What the Metaverse requires for its existence is based on social immersion in a broad sense. More important than hardware are the types of activities the Metaverse enables. They allow people to gather remotely, collaborate, interact with friends, and entertain, just as they currently use Discord, Twitter Spaces, or Clubhouse.

The pandemic has heightened the demand for immersive experiences—beyond traditional text-based communication platforms like email—due to the surge in the use of other remote meeting and telepresence tools like Zoom and others.

Additionally, due to the economic factors mentioned earlier—property rights, autonomy, community ownership—the Metaverse can enable people to make a living, conduct business, and gain status. In typical knowledge worker workplaces, people use tools like Slack for collaboration, while in the grassroots organizational movement of DAOs, Discord and Telegram dominate.

The Metaverse is not about the "visual" mode—it's about the tool you use to view the Metaverse, a convenient term for those controlling hardware manufacturing.

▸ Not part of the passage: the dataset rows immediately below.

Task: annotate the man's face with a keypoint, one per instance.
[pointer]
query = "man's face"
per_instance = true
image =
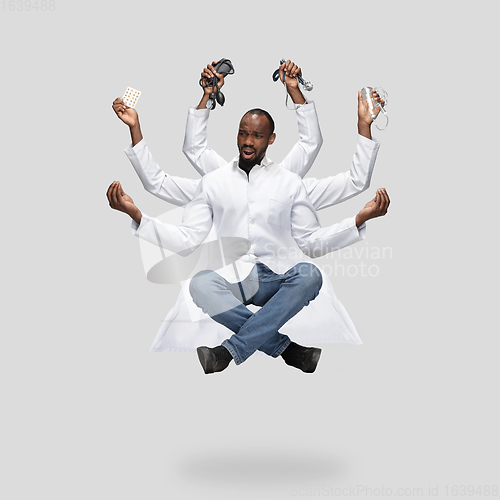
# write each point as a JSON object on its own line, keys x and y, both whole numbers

While many companies have started building various parts of the Metaverse, if a virtual world lacks any of the above aspects, it cannot be considered a complete Metaverse, in our view. We believe that, as shown in this framework, the Metaverse cannot exist without the foundation of Web3 technology.

Openness and decentralization are the pillars of the entire framework. Decentralization allows property rights to persist independent of strongmen. Community ownership prevents the system's single-point control. This approach also supports open standards, aiding decentralization and composability, a direct subsequent feature of interoperability.

The development of an ideal multidimensional virtual world will gradually come to fruition. Many issues remain to be resolved to prevent us from falling into the dystopian model of IOI-dominated Oasis in Ready Player One. However, if builders adhere to these principles, such an outcome is less likely to occur.

When the Metaverse arrives, it should embody the full expression of these principles—with decentralization at its core.